Does refinancing—or do any alternatives to home refinance—have tax implications? 

Yes, refinancing and its alternatives can carry tax implications. For instance, when you refinance, the mortgage interest may be tax-deductible. Other options, including home equity loans, offer the benefit of potentially deductible interest. 

Tax laws frequently change, and deductions may vary depending on specific situations. We recommend consulting with a tax professional to understand these implications.

Do refinancing, a HELOC, a home equity loan, and a home equity investment all affect your credit score similarly?

Refinancing and obtaining a home equity line of credit (HELOC), a home equity loan, or a home equity investment requires a hard credit inquiry, which might lower your credit score for a few months. 

However, each can have a different effect on your credit score because of unique repayment terms, the amount borrowed, and the timeliness of payments. Keep your credit utilization low and make on-time payments to maintain a healthy credit score.

What are common eligibility requirements for a HELOC, home equity loan, home equity investment, and home refinance?

Eligibility requirements for a HELOC, home equity loan, home equity investment, and home refinance often include a satisfactory credit score, a consistent income stream, a certain amount of home equity, and a desirable debt-to-income ratio. 

The specific requirements can differ depending on the financial institution and the product you’re interested in.

What hurdles could arise if I’m considering a home refinance, a HELOC, a home equity loan, or a home equity investment?

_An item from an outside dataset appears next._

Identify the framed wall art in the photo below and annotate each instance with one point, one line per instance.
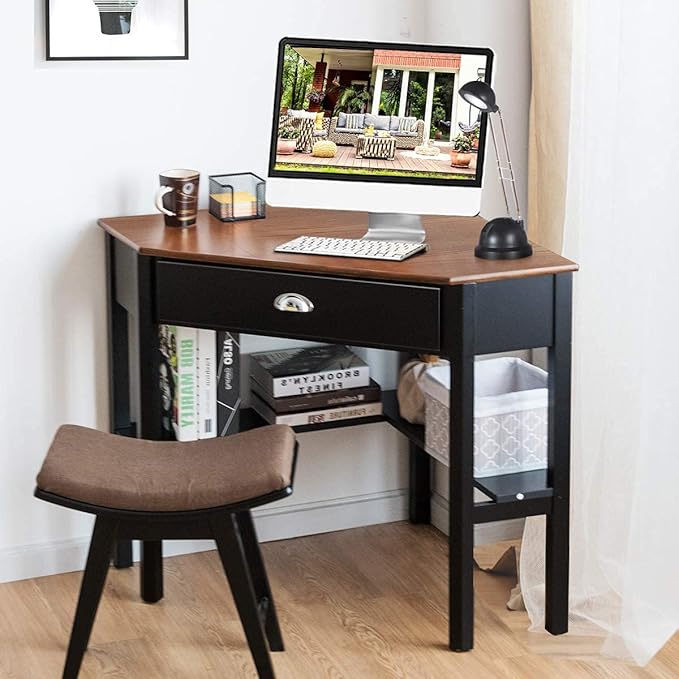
(116, 29)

Hurdles could include an inadequate credit score, a high debt-to-income ratio, and insufficient home equity. Market volatility can also affect interest rates and change the benefits of refinancing. Some homeowners may also find it difficult to afford the closing costs.

Do market conditions change which products might be best for me?

Yes. For instance, when market interest rates are downward, you might benefit from a refinance or a home equity loan. However, keeping a flexible option, such as a HELOC, may be beneficial in a rising market. Home equity investments depend on how much your home appreciates in value.